Yemen must end male guardianship rule for women prisoners, Amnesty says

Yemen must end male guardianship rule for women prisoners, Amnesty says

Amnesty International is calling for the release of women in Yemen who have completed their prison sentences but remain detained because they don’t have a male guardian to be discharged to. 

“They say it is impossible to leave without a male guardian,” explained a former prison official who used to work at the Houthi-controlled Sana’a central prison. “One woman has been arbitrarily detained for five years following the completion of her sentence, another was held for two months until her son came from abroad to escort her out of prison.”

The condition of releasing women from prison based on the approval of a male guardian is a customary practice in Yemen, and has no legal basis, Yemeni lawyers told Amnesty International.

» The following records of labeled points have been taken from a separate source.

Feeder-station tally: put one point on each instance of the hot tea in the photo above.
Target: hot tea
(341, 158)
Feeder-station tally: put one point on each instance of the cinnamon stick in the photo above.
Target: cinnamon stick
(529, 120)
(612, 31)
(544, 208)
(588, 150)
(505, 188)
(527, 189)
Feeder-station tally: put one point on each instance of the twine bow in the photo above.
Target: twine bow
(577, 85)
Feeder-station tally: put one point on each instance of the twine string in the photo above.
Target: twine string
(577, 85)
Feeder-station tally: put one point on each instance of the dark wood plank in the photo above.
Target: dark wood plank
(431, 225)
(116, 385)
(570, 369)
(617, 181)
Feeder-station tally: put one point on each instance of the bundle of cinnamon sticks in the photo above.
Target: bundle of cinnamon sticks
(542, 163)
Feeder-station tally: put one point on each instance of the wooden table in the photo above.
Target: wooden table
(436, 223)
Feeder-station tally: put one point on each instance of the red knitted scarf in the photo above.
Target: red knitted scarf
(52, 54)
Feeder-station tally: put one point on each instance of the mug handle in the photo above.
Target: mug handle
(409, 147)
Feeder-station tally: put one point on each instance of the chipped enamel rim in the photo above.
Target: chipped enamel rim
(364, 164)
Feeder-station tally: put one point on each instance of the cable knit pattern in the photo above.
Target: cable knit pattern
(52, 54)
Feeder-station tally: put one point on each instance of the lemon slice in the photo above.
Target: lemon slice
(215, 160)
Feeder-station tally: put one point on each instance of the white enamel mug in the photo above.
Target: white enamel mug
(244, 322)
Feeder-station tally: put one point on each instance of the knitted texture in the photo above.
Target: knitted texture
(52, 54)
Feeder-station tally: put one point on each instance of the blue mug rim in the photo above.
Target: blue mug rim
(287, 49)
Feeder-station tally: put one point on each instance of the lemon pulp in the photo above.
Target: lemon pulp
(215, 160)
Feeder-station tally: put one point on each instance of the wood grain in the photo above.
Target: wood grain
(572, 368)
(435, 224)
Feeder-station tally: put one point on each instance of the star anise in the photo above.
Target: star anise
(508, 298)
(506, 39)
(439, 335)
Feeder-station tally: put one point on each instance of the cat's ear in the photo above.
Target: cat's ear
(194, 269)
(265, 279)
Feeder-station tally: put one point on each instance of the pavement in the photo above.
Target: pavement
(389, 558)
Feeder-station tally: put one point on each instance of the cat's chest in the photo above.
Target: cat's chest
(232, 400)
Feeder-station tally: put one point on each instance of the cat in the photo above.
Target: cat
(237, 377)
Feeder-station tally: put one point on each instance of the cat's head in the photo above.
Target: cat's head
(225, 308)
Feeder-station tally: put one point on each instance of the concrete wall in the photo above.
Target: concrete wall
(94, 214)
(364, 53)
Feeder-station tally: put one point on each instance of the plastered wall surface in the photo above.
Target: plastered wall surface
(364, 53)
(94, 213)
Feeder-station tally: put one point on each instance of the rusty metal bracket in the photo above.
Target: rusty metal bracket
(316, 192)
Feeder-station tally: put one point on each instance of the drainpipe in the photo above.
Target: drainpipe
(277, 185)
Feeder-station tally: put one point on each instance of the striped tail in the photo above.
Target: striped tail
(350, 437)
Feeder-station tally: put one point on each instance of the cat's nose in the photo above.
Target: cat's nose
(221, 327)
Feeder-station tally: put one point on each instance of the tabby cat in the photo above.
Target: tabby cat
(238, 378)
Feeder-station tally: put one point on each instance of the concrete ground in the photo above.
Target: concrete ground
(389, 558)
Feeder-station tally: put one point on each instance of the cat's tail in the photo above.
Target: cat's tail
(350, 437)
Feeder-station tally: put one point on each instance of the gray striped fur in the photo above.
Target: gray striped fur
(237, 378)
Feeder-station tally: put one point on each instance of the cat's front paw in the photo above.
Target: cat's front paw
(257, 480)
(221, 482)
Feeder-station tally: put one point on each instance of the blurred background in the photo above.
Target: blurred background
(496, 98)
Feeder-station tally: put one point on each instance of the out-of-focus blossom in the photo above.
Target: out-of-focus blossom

“The law prohibits detention following the completion of sentence regardless of the gender of the individual. We need community pressure from organisations and activists to end this practice,” one lawyer said.

“Male guardianship is a tool of social control over women’s lives and freedoms and must not be legitimised through such practices,” said Grazia Careccia, Amnesty International’s Deputy Regional Director for the Middle East and North Africa. “Authorities must work on eliminating discrimination against women by ending male guardianship in law and practice, even when this requires challenging existing social norms.”

Women whose families refuse to receive them can only be released to women’s shelters. The women’s shelter in Taiz, in southwestern Yemen, currently hosts seven women released from prison.

“We established this shelter in 2020 and we succeeded in transferring here all the women who had completed their sentences and the prosecutor’s office facilitated this [process]. There were 23 women back then,” said the director of the Centre for the Protection and Rehabilitation of Women and Girls. “These women need to be supported and offered rehabilitation to be able to reintegrate into society. We do this because society rejects women after they go to prison.”

Women’s shelters offer a rehabilitation programme to acquire or strengthen their professional skills. Some women get married and leave the shelter and others stay until they find a job. In some cases, the shelter administration manages to reconcile the women with their families so they can return home.

Once a woman is ready to permanently leave the shelter, the prison authorities have to be notified, despite the lack of a legal basis to prevent her exit.

Women’s shelters don’t address the male guardianship restriction, highlights Amnesty International. “Authorities in Yemen must open shelters for women at risk but also ensure that no woman is forced to reside there without her consent,” said Grazia Careccia.

She added: “It is unacceptable that authorities still view and treat women as incomplete individuals, with no agency and who need to be accompanied by male guardians in day-to-day lives. Customary traditions must evolve, like societies do, to ensure that human rights and dignity are respected.”